In Kairo sind die Mörder von Anwar el-Sadat verurteilt worden. Doch die Auseinandersetzung mit den islamischen Fundamentalisten geht für Präsident Mubarak weiter.

Als „das Ende einer Tragödie“ und die Zurückweisung des „blutigen Terrorismus, der sich hinter religiösen Parolen versteckt“, begrüßte die halbamtliche Presse die Urteile des Obersten Militärgerichtshofes. Fünf Männer – unter ihnen die vier Sadat-Mörder – wurden zum Tode, weitere fünf zu lebenslanger Haft verurteilt. Zwölf Angeklagte kamen mit Haftstrafen zwischen fünf und fünfzehn Jahren davon; zwei Beschuldigte, unter ihnen Dr. Omar Abdel Rahman, ein blinder islamischer Theologe, gingen straffrei aus.
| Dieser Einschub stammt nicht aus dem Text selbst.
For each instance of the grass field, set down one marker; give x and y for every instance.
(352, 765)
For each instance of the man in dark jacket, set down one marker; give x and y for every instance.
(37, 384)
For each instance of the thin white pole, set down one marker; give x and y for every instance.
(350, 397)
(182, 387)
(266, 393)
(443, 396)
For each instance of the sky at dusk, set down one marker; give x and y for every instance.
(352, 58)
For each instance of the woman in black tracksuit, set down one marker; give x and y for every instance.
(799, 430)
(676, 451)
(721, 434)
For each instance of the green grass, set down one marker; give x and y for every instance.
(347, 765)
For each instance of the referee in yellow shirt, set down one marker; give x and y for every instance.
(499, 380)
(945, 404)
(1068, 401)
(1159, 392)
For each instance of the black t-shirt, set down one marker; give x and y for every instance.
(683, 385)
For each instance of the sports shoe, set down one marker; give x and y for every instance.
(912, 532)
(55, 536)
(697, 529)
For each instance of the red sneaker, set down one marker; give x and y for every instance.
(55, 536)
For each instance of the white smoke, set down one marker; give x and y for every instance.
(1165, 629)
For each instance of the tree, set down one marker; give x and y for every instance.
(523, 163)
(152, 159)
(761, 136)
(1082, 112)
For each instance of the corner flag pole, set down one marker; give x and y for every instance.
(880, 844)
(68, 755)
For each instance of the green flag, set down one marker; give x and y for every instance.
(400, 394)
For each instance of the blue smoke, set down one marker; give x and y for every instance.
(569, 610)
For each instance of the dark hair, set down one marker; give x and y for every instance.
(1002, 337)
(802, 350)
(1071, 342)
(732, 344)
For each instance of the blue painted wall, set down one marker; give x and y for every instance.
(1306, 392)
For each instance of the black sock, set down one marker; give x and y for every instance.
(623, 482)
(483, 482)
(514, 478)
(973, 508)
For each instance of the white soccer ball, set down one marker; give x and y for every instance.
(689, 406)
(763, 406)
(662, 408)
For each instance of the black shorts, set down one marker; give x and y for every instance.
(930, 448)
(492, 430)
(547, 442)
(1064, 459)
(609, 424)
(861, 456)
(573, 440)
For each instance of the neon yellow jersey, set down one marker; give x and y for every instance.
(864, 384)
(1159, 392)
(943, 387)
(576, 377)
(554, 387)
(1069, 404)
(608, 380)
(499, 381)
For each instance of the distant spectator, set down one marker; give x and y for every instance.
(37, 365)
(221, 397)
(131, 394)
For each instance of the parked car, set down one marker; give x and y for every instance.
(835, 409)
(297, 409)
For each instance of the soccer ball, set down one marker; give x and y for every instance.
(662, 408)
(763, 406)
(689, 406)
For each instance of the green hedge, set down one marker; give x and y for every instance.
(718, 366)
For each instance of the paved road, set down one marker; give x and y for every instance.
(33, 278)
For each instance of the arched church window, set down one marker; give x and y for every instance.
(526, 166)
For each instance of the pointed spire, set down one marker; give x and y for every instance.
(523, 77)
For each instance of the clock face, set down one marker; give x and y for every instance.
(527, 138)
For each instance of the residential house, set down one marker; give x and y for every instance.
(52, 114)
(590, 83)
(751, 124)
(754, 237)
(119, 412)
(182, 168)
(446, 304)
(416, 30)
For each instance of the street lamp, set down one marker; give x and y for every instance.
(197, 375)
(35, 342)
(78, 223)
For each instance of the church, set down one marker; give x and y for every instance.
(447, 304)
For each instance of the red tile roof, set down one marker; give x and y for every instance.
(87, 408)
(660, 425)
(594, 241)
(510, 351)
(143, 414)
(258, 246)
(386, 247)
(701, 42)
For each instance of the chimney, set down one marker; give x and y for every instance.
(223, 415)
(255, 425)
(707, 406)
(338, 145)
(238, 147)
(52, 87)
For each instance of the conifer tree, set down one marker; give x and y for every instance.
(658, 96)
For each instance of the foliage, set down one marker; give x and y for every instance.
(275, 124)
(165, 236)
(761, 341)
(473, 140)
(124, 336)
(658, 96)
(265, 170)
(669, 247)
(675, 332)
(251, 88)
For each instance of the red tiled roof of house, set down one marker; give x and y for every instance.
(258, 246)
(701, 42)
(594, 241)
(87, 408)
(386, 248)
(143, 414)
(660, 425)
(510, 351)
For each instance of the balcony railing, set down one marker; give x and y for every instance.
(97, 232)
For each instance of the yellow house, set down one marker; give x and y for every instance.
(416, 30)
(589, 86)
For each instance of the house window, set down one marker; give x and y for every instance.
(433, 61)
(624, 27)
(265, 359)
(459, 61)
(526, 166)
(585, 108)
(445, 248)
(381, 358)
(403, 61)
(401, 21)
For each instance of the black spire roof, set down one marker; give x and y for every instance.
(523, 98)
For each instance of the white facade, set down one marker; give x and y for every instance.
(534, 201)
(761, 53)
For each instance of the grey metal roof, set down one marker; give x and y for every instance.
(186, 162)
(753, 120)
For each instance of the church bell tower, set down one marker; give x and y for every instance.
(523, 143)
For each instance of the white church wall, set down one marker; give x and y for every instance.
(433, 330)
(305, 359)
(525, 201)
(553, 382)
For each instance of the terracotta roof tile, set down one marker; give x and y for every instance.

Die Ankläger hatten für alle Verschwörer die Todesstrafe verlangt.

Die Urteile wurden unter chaotischen Umständen verkündet. Die Attentäter, die in einem eisernen Käfig wie Tiere im Zoo gehalten wurden, schrien. immer wieder: „Nur Allah ist unser Richter.“ Voran auch diesmal Ex-Leutnant Khaled el-Islambuli, der als Anführer des Todeskommandos gilt: „Das Blut von Muslims darf nicht vergossen werden für Juden und Amerikaner.“

Der Prozeß wird die innen- und rechtspolitische Diskussion in Ägypten wesentlich beeinflussen. Den Angeklagten ist es nicht gelungen, das Verfahren zu politisieren und zu einem Schauprozeß über die „Auswüchse der Sadat-Ära“ zumachen. Das Gericht, auch die Presse und große Teile der ägyptischen Bevölkerung, haben das Argument der Verteidigung, seit der Verfassungsänderung vom Frühjahr 1980, die das islamische Recht; zur „wesentlichen Grundlage derägyptischen Gesetzgebung erklärte“, sei strikt nachsäen Regeln der Sharia zu verfahren, nicht akzeptiert. Immerhin haben die Anwälte durchsetzen können, daß sich der Staatsgerichtshof mit der Frage beschäftigt, welches Rechtssystem in Zukunft dominieren soll. Die lange Dauer des Mordprozesses erklärt sich aus der Konfrontation der unterschiedlichen Rechtsauffassungen.

Der Prozeß hat die engen Beziehungen zwischen Anwaltskammer – von jeher gegen die Friedenspolitik Sadats – zu den radikalen Fundamentalisten aufgezeigt. Chefverteidiger Abdel Halim Rahman wurde wegen Beleidigung des Gerichts und unbefugter Weitergabe von Prozeßinterna verhaftet; ihm droht eine Gefängnisstrafe. Rahman hatte behauptet, nach islamischer Interpretation müsse der Mord eines „korrupten Tyrannen“ straffrei bleiben.

In der Auseinandersetzung mit dem islamischen Fundamentalismus steht Ägypten erst am Anfang einer Prozeßwelle, die sich über Jahre hinziehen kann. Die Anklageschriften gegen 1000 Mitglieder der illegalen islamischen Gruppierung „Neuer Heiliger Krieg“ werden Dutzende Zivilgerichte beschäftigen; den Angeklagten wird vorgehalten, zwei Tage nach der Ermordung Sadats die blutigen Unruhen von Assiut inszeniert zu haben.

Parallel zu dieser Abrechnung mit den Fundamentalisten muß Mubarak seinen Frieden mit den christlichen Kopten machen. Der damals von Sadat verbannte Papst Schenuda, Oberhaupt der koptischorthodoxen Glaubensgemeinschaft Ägyptens, wartet noch immer auf seine Rehabilitierung.